2020年4月20日、ナダルのインスタグラム生配信(@rafaelnadal)に、ライバルにして盟友のフェデラーが登場!互いのジュニア時代のことから、家族との時間まで、リラックスした雰囲気で会話を楽しんだ。

   ◇   ◇

手術はもう勘弁

「インディアンウェルズ以来、ラケットを握ってないよ!」(ナダル)

ナダル 今、ロジャーとつながっているようだ! 彼を見つけて、一緒に話したいと思う。インスタライブは初めてだから、簡単じゃないんだ、ゴメン。……(沈黙)。ゴメン、みんなもうちょっとの辛抱だ。彼を見つけるのは簡単じゃない! アンディは見つかった! アンディとは後で話すから、今はロジャーを見つけないと。

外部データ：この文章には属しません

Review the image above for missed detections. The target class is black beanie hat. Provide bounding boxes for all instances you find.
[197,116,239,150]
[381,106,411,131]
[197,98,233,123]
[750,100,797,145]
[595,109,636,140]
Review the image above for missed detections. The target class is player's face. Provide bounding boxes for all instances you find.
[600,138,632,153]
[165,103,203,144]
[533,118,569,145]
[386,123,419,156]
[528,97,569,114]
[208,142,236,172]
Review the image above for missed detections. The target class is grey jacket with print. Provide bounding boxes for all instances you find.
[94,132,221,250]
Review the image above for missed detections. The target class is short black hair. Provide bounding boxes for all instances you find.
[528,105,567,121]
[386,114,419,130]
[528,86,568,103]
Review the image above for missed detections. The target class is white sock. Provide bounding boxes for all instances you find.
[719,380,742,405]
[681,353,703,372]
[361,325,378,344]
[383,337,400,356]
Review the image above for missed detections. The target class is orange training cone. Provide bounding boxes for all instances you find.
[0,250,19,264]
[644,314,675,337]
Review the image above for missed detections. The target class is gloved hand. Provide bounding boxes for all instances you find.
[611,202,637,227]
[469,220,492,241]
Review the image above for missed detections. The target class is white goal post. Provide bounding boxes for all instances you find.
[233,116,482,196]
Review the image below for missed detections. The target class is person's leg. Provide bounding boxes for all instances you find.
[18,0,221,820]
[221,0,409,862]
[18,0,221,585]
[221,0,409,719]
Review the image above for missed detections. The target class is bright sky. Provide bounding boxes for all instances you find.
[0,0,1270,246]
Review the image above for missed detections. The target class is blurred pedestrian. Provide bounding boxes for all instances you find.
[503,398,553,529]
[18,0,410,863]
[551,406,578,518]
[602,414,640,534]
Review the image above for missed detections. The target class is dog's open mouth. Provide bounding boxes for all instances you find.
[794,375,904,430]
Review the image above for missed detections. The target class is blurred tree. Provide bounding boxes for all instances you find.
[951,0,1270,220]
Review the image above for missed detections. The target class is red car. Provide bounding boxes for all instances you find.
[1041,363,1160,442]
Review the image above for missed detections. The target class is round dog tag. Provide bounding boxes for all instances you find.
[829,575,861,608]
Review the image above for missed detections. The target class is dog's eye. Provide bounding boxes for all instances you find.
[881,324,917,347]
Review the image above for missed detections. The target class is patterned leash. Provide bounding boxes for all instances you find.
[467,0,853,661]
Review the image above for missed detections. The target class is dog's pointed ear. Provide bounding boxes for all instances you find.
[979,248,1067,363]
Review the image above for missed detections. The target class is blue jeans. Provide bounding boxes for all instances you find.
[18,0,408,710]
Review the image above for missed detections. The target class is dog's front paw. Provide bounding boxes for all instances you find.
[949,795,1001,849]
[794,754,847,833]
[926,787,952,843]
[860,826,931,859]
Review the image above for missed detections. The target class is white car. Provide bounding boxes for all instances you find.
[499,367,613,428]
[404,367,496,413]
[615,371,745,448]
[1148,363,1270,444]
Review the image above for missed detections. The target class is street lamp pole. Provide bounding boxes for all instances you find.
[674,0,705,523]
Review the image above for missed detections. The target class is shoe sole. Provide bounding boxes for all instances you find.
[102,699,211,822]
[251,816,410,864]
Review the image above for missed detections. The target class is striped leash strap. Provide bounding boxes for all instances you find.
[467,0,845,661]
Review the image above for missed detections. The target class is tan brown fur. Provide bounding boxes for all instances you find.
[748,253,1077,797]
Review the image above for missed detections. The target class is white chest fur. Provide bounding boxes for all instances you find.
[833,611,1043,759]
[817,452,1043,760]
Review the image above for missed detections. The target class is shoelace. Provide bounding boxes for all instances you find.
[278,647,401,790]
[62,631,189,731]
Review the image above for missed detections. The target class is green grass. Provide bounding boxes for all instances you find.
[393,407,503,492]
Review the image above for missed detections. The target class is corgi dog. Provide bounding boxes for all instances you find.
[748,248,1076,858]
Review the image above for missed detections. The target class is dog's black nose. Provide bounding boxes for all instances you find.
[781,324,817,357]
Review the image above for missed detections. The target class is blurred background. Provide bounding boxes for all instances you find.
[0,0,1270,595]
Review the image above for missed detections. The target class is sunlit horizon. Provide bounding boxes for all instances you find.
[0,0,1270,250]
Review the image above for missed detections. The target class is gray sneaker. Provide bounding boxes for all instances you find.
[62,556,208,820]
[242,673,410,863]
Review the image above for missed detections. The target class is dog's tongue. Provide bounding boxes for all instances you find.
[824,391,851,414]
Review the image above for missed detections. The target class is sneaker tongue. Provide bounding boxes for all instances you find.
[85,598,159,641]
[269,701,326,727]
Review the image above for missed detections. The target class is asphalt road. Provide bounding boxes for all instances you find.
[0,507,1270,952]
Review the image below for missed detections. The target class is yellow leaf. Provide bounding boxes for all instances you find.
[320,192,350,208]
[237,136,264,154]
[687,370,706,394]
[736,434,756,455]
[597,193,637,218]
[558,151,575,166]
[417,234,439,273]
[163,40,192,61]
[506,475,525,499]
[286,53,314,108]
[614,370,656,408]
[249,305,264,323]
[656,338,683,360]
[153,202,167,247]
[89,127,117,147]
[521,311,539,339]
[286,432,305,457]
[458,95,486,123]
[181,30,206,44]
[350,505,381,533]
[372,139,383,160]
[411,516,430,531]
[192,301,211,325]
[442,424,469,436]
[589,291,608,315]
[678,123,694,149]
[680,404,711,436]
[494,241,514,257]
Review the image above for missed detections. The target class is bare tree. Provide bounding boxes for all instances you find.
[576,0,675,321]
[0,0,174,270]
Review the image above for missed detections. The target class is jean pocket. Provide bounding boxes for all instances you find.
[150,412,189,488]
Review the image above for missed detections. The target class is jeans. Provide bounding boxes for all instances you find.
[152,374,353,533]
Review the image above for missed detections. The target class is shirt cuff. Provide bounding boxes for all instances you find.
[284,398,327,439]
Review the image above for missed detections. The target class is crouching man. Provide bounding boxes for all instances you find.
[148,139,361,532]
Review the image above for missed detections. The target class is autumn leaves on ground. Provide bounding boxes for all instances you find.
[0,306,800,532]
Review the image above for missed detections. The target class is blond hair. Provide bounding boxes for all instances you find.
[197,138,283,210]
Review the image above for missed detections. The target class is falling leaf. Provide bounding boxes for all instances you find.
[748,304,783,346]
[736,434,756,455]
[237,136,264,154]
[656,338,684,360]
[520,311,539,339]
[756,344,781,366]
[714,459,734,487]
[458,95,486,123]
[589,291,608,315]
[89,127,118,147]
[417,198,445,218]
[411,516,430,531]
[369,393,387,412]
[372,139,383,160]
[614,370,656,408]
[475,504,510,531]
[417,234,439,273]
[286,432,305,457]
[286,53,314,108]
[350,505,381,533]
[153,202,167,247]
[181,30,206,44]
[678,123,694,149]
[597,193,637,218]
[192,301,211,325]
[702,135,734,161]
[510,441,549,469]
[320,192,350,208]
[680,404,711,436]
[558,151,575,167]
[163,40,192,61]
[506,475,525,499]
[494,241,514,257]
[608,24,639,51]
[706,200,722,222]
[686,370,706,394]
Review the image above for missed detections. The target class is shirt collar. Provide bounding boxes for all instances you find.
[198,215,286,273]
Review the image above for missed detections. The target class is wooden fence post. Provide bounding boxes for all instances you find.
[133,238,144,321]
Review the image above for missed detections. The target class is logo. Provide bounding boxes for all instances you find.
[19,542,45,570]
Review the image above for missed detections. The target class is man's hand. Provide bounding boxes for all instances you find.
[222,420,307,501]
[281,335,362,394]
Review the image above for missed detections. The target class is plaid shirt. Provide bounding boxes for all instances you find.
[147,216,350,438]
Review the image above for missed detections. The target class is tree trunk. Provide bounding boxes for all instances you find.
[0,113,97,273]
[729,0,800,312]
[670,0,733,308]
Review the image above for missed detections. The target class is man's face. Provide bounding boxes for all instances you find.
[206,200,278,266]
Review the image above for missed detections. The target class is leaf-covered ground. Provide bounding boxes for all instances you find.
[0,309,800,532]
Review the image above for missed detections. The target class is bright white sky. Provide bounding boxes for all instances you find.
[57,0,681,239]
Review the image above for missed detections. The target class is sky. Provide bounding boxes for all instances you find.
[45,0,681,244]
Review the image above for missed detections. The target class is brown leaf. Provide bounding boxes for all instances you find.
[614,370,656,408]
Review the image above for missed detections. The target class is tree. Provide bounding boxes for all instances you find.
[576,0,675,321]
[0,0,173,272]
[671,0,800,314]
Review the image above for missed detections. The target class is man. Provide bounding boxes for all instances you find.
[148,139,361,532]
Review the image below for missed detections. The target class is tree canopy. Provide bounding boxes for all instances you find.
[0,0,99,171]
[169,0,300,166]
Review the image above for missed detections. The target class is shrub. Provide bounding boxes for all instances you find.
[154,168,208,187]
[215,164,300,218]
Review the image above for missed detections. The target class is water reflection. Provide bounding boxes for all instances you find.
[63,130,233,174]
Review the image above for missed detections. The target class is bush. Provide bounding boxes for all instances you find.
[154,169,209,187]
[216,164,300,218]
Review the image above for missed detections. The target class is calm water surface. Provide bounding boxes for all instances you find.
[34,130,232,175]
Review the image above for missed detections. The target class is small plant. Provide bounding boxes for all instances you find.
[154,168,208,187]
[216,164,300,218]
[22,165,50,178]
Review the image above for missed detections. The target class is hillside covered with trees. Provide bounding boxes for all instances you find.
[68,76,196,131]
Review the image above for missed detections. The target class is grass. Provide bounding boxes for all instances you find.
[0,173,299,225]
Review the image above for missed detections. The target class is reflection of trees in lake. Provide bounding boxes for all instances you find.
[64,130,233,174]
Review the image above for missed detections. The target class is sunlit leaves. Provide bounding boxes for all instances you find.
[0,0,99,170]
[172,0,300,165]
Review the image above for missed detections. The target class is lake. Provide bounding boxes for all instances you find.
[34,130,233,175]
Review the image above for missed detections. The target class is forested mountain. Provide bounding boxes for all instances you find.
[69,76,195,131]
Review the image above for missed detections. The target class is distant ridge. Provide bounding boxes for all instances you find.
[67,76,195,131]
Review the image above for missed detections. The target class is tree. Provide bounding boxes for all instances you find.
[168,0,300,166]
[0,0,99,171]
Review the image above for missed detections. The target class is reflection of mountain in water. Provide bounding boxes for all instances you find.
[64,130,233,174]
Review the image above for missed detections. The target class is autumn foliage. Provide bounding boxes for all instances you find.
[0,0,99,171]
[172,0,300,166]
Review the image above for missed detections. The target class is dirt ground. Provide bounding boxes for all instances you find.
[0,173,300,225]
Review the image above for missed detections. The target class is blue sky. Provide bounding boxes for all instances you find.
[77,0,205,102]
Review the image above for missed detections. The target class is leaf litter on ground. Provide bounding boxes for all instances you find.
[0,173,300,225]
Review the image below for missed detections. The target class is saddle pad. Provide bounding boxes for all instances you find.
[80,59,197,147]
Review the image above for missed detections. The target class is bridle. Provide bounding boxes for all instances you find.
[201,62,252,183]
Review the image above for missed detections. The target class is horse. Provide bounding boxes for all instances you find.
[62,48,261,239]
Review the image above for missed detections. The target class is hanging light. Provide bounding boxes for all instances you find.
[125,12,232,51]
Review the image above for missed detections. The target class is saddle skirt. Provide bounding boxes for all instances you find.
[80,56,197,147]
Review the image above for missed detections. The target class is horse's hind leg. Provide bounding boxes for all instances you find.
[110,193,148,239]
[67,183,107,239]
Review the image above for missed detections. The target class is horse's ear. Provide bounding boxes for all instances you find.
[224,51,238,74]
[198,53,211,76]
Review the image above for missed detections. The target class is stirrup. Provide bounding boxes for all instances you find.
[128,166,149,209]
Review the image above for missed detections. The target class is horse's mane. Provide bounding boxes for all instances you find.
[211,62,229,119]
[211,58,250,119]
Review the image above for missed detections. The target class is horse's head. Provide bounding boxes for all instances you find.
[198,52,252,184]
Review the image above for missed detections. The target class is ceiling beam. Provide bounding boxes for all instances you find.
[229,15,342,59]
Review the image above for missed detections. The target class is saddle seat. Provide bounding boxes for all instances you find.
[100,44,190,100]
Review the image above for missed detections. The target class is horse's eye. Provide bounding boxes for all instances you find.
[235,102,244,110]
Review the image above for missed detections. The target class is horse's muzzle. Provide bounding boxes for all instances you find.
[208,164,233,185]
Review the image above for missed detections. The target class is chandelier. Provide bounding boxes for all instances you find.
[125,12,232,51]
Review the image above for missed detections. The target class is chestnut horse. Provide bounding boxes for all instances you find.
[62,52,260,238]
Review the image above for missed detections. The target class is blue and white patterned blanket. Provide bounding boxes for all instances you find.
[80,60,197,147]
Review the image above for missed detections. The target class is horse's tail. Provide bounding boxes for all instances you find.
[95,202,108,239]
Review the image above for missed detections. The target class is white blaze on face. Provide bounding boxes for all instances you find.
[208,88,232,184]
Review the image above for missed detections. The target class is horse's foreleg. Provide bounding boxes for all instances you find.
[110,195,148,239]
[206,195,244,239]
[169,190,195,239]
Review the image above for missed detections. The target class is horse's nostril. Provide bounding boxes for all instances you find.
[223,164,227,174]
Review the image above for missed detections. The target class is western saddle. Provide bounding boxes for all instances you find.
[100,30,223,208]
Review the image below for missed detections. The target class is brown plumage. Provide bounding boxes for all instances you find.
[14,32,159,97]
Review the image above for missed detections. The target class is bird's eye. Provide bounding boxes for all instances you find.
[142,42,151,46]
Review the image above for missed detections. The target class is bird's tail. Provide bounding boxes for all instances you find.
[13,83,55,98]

OK、ようやく見つけたようだ。彼と一緒に少し話そうと思う。彼は家で家族といるから、やらなきゃいけないこともたくさんあるだろうけど。彼の自宅は山の中にあるのは知っている。先週も少し話したんだ、ツアーのことについてなどね。そしてコートに戻れる日のこと、どうやって助けが必要な人々を助けられるかと、その方法などを話し合ったんだ。あれ? つながらなくなっちゃった……。見つけた!
(ついにフェデラーが登場、2人とも大爆笑!)

フェデラー つながったね?

ナダル やっとだよ!

フェデラー なんてこったい! 君と僕、どっちがいけなかったのかな? 調子はどうだい?

ナダル ゴメン、たぶん僕のせいだと思うよ。

フェデラー いや、僕もだ。1回入ったけど、すぐにログアウトしちゃった。それを何回繰り返したかわからない。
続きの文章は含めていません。